A deferred corporate income tax asset is recognised on the balance sheet if and to the extent that sufficient taxable profits will likely be available. Offsetting deferred tax assets and liabilities only takes place if a formal right to offset exists and the company intends to settle the deferred taxes simultaneously. The deferred tax liability is mainly of a long-term nature.
It is unclear whether the Pillar Two model rules will create additional temporary differences, whether it is necessary to recalculate the deferred taxes for the rules of the Pillar Two model, and which tax rate must be used to calculate deferred taxes. Therefore, IASB added a temporary obligatory exemption to IAS 12. Due to this exemption, no deferred tax assets or liabilities in connection with corporate income tax based on Pillar Two model rules have been taken into account or explained in the notes.

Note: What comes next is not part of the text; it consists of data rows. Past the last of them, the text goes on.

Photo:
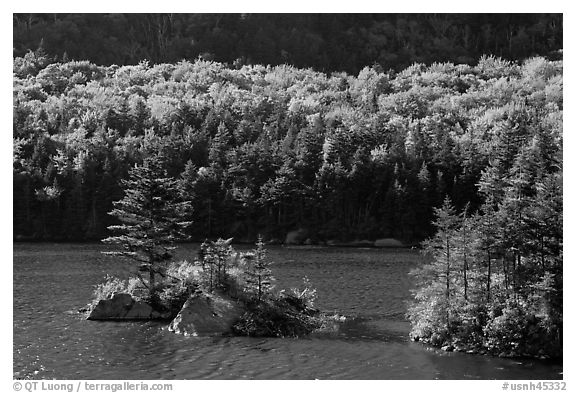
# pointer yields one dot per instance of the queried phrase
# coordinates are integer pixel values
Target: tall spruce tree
(153, 215)
(259, 278)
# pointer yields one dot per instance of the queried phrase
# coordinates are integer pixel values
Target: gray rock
(388, 243)
(296, 237)
(206, 314)
(123, 307)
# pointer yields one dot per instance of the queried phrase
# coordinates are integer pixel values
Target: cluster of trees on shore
(270, 149)
(326, 42)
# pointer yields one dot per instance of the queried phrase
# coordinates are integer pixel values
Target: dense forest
(442, 130)
(269, 149)
(325, 42)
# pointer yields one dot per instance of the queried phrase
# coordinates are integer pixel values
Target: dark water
(50, 280)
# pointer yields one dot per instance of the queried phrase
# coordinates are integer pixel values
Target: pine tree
(259, 278)
(441, 247)
(153, 216)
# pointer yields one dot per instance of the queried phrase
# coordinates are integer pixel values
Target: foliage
(494, 283)
(152, 215)
(306, 295)
(267, 149)
(331, 42)
(258, 276)
(216, 258)
(107, 289)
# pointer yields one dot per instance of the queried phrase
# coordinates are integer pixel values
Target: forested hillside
(269, 149)
(325, 42)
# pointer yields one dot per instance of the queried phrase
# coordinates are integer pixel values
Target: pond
(372, 285)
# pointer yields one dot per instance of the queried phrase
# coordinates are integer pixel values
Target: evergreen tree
(259, 278)
(153, 216)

The deferred corporate income tax liability is mainly formed due to a lower tax valuation of property, plant and equipment. The differences in valuation originated from the start of the tax obligation (1998), a commercial revaluation (2009), and the possibility of applying the random depreciation method for tax purposes in the past and in the year 2023. In addition, deferred tax liabilities were recognised for the impact of IFRS 16 (leases).

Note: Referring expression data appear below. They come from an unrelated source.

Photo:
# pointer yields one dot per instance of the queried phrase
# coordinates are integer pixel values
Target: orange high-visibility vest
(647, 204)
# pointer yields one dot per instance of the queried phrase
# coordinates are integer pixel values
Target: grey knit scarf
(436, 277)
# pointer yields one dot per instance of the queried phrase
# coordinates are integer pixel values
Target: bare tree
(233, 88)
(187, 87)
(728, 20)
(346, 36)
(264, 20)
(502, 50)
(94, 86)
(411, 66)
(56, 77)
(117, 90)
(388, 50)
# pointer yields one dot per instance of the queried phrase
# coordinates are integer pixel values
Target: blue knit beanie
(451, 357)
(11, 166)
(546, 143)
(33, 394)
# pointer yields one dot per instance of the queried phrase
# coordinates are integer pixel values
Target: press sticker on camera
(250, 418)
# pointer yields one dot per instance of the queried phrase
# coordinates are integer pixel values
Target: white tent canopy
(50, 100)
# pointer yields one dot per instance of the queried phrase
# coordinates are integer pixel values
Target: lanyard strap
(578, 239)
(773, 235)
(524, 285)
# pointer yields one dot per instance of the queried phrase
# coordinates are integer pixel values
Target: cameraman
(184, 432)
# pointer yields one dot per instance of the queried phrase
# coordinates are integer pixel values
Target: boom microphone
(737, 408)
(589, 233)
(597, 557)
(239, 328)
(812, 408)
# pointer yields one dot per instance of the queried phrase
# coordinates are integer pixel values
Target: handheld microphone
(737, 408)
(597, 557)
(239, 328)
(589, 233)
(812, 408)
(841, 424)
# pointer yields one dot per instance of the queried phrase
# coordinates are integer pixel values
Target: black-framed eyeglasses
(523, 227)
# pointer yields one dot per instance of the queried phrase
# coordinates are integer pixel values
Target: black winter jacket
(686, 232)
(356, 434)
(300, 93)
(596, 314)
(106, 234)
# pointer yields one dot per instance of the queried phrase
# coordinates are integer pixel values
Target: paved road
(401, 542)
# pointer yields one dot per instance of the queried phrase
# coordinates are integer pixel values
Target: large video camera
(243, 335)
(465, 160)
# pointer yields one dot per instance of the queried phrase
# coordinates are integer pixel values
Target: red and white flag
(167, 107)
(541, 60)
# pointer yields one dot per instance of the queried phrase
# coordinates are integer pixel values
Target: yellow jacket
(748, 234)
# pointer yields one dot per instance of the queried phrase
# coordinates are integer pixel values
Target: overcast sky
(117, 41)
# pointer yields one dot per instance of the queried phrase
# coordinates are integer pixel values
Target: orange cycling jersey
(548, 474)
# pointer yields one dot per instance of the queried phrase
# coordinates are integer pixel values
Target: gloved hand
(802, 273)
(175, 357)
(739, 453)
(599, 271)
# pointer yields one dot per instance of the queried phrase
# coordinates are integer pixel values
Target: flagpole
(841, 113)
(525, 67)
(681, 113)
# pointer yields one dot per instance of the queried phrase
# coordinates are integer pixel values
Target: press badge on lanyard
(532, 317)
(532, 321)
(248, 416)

The increase in the deferred tax liability of €42 million compared to 2023 is mainly due to the recognition of discretionary depreciation in the 2023 corporate income tax return and the use of loss compensation in calculating the corporate income tax payable in 2024. In addition, the tax depreciation in 2024 exceeds the reported depreciation.
The deferred tax liability can be specified as follows:
€ Million |
2024 |
2023 |
Deferred corporate income tax liabilities related to fixed assets |
441 |
403 |
Deferred corporate income tax liabilities related to right-of-use assets |
29 |
24 |
Deferred corporate income tax asset related to lease liabilities |
-29 |
-24 |
Deferred corporate income tax asset related to tax losses |
0 |
-4 |
Total |
441 |
399 |
Tax deductible losses from 2013 onwards can statutorily be carried forward indefinitely. At year-end 2024, the carryforward pre-consolidation losses of Mijnwater Warmte Infra B.V. are no longer recognised.